Off to the store I headed to pick up a bottle of ammonia and some panty hose. Quite a combination huh? Sounds like I'm planning some sort of science experiment or worse! When I got home I grabbed a glass bowl with a tight lid, filled it about 1/3 full of ammonia, stretched the knee high over the top and placed my chain, in 12" lengths on the top, then secured the lid. I checked the first batch after 15 minutes and it wasn't as dark as I would have liked. I decided to check it in 5 minute increments after that. 21 minutes seemed to be the perfect amount of time for the color I was looking for. Before placing the chain in the bowl to fume, don't forget to wash it thoroughly with warm water and soap because the chain comes with an oily coating from the factory. This will most definitely deter the ammonia from oxidizing the brass. Once all the chain was aged I rubbed it with some Renaissance Wax to seal the patina. You can readily purchase this wax on Etsy.

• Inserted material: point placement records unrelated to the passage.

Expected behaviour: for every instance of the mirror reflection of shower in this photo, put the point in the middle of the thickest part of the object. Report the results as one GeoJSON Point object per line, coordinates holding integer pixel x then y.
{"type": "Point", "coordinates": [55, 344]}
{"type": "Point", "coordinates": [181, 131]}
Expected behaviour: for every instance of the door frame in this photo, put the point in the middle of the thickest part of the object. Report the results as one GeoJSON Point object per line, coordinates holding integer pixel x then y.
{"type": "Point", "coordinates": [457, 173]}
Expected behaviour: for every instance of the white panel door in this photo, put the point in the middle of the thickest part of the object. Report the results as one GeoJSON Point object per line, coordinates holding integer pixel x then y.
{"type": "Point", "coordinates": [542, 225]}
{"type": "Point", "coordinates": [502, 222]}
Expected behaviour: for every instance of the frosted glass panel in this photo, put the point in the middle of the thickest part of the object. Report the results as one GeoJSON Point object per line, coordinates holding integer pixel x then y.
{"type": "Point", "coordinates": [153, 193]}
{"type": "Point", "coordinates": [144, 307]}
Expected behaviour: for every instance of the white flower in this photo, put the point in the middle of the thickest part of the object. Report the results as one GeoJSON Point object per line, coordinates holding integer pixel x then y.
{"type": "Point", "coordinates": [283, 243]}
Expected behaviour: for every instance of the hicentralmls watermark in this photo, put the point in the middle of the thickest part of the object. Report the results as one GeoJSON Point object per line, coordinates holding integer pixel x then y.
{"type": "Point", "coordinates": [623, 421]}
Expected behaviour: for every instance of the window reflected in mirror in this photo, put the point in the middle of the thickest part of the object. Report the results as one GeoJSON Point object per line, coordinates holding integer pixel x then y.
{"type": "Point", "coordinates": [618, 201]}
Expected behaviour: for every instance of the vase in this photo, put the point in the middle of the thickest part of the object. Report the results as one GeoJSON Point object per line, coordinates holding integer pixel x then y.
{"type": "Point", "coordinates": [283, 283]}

I have now added another successful technique to my jewelry making arsenal. It was very fulfilling to see my chain turn out as well as it did. When it first arrived and I saw it was raw brass, I thought to myself, "What have you done?". I was certain that I had just wasted $30 on chain I wouldn't be able to use.
Try this out for yourself if you have any raw brass items such as chain, charms or connectors. It's super simple, inexpensive and gives great aged results.